You can easily adapt this project in your own Hugging Face account:

- Open this Space on Hugging Face.

- Click "Duplicate this Space" (top-right corner).

- Create a `.env` according to `.example.env`.

- Modify `src/` for your preprocessing pipeline and model class

- Modify `predict()` inside `predict.py` to perform model inference while keeping the function skeleton unchanged to remain compatible with the leaderboard.

- Modify `train.py` according to your model and preprocessing pipeline.

- Modify the file inside `config/` to contain all hyperparameters that are set in `train.py`.
That’s it, your model will be available as an API endpoint for the Tox21 Leaderboard.

# Installation
To run the GIN classifier, clone the repository and install dependencies:

```bash
git clone https://huggingface.co/spaces/ml-jku/tox21_gin_classifier
cd tox21_gin_classifier
pip install -r requirements.txt
```

# Training

To train the GIN model from scratch, run:

```bash
python train.py
```

These commands will:
1. Load and preprocess the Tox21 training dataset
2. Train a GIN classifier
3. Store the resulting model in the `checkpoints/` directory.

# Inference

For inference, you only need `predict.py`.
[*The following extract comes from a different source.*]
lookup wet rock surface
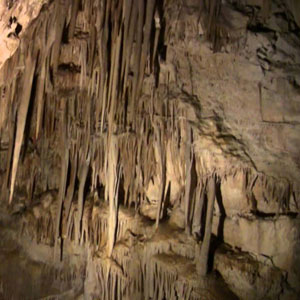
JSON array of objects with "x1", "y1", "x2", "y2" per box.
[{"x1": 0, "y1": 0, "x2": 300, "y2": 299}]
Example usage inside Python:

```python
from predict import predict

smiles_list = ["CCO", "c1ccccc1", "CC(=O)O"]
results = predict(smiles_list)

print(results)
```

The output will be a nested dictionary in the format:

```python
{
    "CCO": {"target1": 0, "target2": 1, ..., "target12": 0},
    "c1ccccc1": {"target1": 1, "target2": 0, ..., "target12": 1},
    "CC(=O)O": {"target1": 0, "target2": 0, ..., "target12": 0}
}
```

# Notes

- Adapting `predict.py`, `train.py`, `config/`, and `checkpoints/` is required for leaderboard submission.

- Preprocessing (here inside `src/preprocess.py`) must be done inside `predict.py` not just `train.py`.